Retail stores manipulate this cortical setup. They are designed to get us to open our wallets; the frivolous details of the shopping experience are really subtle acts of psychological manipulation. The store is tweaking our brains, trying to soothe the insulas and stoke the NAccs. Just look at the interior of a Costco warehouse. It's no accident that the most coveted items are put in the most prominent places. A row of high-definition televisions lines the entrance. The fancy jewelry, Rolex watches, iPods, and other luxury items are conspicuously placed along the corridors with the heaviest foot traffic. And then there are the free samples of food, liberally distributed throughout the store. The goal of Costco is to constantly prime the pleasure centers of the brain, to keep us lusting after things we don't need. Even though you probably won't buy the Rolex, just looking at the fancy watch makes you more likely to buy something else, since the desired item activates the NAcc. You have been conditioned to crave a reward.

But exciting the NAcc is not enough; retailers must also inhibit the insula. This brain area is responsible for making sure you don't get ripped off, and when it's repeatedly assured by retail stores that low prices are "guaranteed," or that a certain item is on sale, or that it's getting the "wholesale price," the insula stops worrying so much about the price tag. In fact, researchers have found that when a store puts a promotional sticker next to the price tag—something like "Bargain Buy!" or "Hot Deal!"—but doesn't actually reduce the price, sales of that item still dramatically increase. These retail tactics lull the brain into buying more things, since the insula is pacified. We go broke convinced that we are saving money.

This model of the shopping brain also helps explain why credit cards make us spend so irresponsibly. According to Knutson and Loewenstein, paying with plastic literally inhibits the insula, making a person less sensitive to the cost of an item. As a result, the activity of the NAcc—the pleasure pump of the cortex—becomes disproportionately important: it wins every shopping argument.

1

There's something unsettling about seeing the brain as one big argument. We like to believe that our decisions reflect a clear cortical consensus, that the entire mind agrees on what we should do. And yet, that serene self-image has little basis in reality. The NAcc might want the George Foreman grill, but the insula knows that you can't afford it, or the prefrontal cortex realizes that it's a bad deal. The amygdala might like Hillary Clinton's tough talk on foreign policy, but the ventral striatum is excited by Obama's uplifting rhetoric. These antagonistic reactions manifest themselves as a twinge of uncertainty. You don't know what you believe. And you certainly don't know what to do.

The dilemma, of course, is how to reconcile the argument. If the brain is always disagreeing with itself, then how can a person ever make a decision? At first glance, the answer seems obvious: force a settlement.

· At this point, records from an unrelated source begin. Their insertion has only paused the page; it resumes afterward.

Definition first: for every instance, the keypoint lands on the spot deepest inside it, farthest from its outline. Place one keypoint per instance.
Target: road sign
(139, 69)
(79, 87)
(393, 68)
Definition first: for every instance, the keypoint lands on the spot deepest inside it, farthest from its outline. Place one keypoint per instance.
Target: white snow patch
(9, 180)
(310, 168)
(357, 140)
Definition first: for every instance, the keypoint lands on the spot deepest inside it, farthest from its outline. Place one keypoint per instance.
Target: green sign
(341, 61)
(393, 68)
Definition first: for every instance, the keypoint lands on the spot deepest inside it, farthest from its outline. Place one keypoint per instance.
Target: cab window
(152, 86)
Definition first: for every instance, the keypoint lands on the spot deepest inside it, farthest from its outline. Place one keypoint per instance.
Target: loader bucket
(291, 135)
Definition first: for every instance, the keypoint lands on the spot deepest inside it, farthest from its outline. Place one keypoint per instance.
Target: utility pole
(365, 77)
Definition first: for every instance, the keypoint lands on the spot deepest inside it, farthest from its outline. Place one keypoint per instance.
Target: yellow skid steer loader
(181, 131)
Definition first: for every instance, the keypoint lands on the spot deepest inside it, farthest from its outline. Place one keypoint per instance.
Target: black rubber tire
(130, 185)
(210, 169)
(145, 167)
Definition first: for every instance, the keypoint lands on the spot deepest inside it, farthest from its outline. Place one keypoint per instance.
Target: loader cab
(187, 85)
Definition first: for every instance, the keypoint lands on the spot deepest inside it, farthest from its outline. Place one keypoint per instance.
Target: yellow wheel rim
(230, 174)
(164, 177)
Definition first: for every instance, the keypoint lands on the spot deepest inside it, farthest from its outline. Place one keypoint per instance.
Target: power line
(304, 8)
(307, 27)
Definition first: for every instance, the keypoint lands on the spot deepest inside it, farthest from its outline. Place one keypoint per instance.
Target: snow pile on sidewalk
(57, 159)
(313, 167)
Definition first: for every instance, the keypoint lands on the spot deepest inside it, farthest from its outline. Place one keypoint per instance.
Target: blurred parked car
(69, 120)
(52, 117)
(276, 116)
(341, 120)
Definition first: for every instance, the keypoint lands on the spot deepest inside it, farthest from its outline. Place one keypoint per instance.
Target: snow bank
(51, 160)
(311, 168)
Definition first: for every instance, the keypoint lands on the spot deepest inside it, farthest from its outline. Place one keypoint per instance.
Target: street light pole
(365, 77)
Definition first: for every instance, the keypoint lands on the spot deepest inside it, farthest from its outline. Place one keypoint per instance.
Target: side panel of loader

The rational parts of the mind should intervene and put an end to all the emotional bickering.

While such a top-down solution might seem like a good idea—using the most evolutionarily advanced parts of the brain to end the cognitive contretemps—this approach must be used with great caution. The problem is that the urge to end the debate often leads to neglect of crucial pieces of information. A person is so eager to silence the amygdala, or quiet the OFC, or suppress some bit of the limbic system that he or she ends up making a bad decision. A brain that's intolerant of uncertainty—that can't stand the argument—often tricks itself into thinking the wrong thing. What Mike Pride says about editorial boards is also true of the cortex: "The most important thing is that everyone has their say, that you listen to the other side and try to understand their point of view. You can't short-circuit the process."